So you're running NeoVar and Pink Magic, hey?


----------



## ANIMALHAUS (Jul 23, 2012)

Gay.


----------



## Mudge (Jul 24, 2012)

Sorry but this smells like someone using someone elses identity to feel good about themselves behind the computer. If anyone remembers Fonz aka TheFonz that guy did it for years, smart, but probably looked like ass. I guess it was pretty amazing that he was a retired international male model, former member of the British SAS, professional soccer player, world renowned chemist, and whatever else I am forgetting. What am amazing guy, ahem.


----------



## OMEGAx (Jul 24, 2012)

Creepy as hell man


----------



## stfuandliftbtch (Jul 24, 2012)

49" chest @ how tall??? Exactly!! You are pretty tall and 49" is NOT impressive at that height let alone age.

Your first post is ridiculous and you are so full of yourself, i hope this was a joke. 

Ever heard of the word 'modest'? 

NEG THE TOOL COMPLETE




If this guy is really serious he needs to get shot, survive it and then his dick cut off and spine broken..


----------



## stfuandliftbtch (Jul 24, 2012)

AHAHAHAH your 6'1"!!! under a 50" chest over 6 foot!! 

make sure you aren't measuring centimeters on accident


----------



## stfuandliftbtch (Jul 24, 2012)

He calls it a "decent form curl"....

More like an upright quarter row front dumbbell raise....wtf


tiny arms


----------



## theCaptn' (Jul 24, 2012)

Wont comment on the form, but Dude looks pretty good for natty. That's if he is natty.
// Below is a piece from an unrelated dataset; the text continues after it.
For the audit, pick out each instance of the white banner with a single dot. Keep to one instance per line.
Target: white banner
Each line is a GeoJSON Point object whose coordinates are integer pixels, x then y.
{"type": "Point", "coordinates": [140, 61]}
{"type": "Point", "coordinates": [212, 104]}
All the gear in the world won't make you tall thou


----------



## Faymus (Jul 24, 2012)

I think he's a bot, not too sure. Pretty good/advanced bot though if its spinning his content over and over throughout each post to respond to potential posters. I know this is for advertisement and back links to his Youtube video, however I am unsure if he's just an SEO bot.


----------



## stfuandliftbtch (Jul 24, 2012)

this guy is a class A troll....he has 36 pages of videos on his youtube account and they are all basically the exact same


----------



## theCaptn' (Jul 25, 2012)

sounds like he needs to be negged


----------